This past weekend, Lasure and Nazzaro completed a half marathon in New York City, their first official race since their respective injuries.
Despite the setback, Lasure accomplished her mission of running every street in the city with a one-mile run through Old Town on Sept. 21. Friends and neighbors, including Nazzaro, who completed about two-thirds of the project with Lasure, joined Lasure for the final mile.
“It just got to be so much fun. I didn’t want it to end,” Lasure said.
Lasure said one of her favorite things about the project was meeting different residents.
“We went through this neighborhood over off of Glebe, and we called it the friendliest neighborhood we ever ran by because everybody up here … every single person that was out picking up their newspaper, walking their dog, working on their lawn, nobody didn’t say, ‘Hi,’” Lasure said.

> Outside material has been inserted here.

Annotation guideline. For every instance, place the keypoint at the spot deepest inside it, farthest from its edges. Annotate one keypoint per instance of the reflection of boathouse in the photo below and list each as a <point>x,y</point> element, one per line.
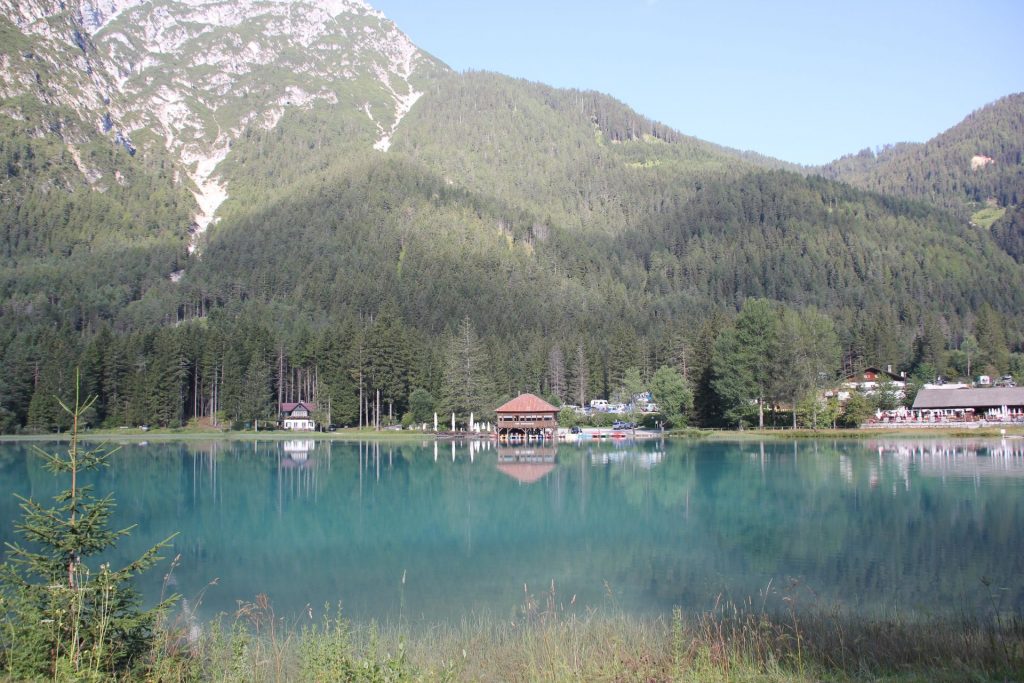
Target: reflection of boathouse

In the instances she told people about her project, they were often excited.
“Most of the time it’s because I’m standing at the end of the street [looking at my map] and everybody’s like, ‘Are you lost?’ And I’m like, ‘Well, not exactly.’ So they would always kind of point me, and they were always super excited about what I was doing.”
Mayor Justin Wilson, a runner himself, was among those happy to hear about Lasure’s project.
“Stephanie and I met when I did one of my running townhalls a couple of months ago, and she told me that she was doing this kind of bizarre thing,” Wilson said at the legislative meeting where he presented Lasure’s proclamation. “We thought it was a pretty creative thing and we wanted to recognize it. We appreciate you showcasing the city in this way.”
When asked what’s next for her, Lasure said she’s going to run in a long, straight line on the Mount Vernon Trail.
As for her colorful, mismatched city maps…
“My sister is an art history teacher so I was showing her all of these and she said, ‘Don’t do anything with those. I’m going to do some art project for you,’” Lasure said. “These are treasured memories for sure. It makes me weepy thinking about it. I don’t know why. I really didn’t want it to end. It was just such a fun project.”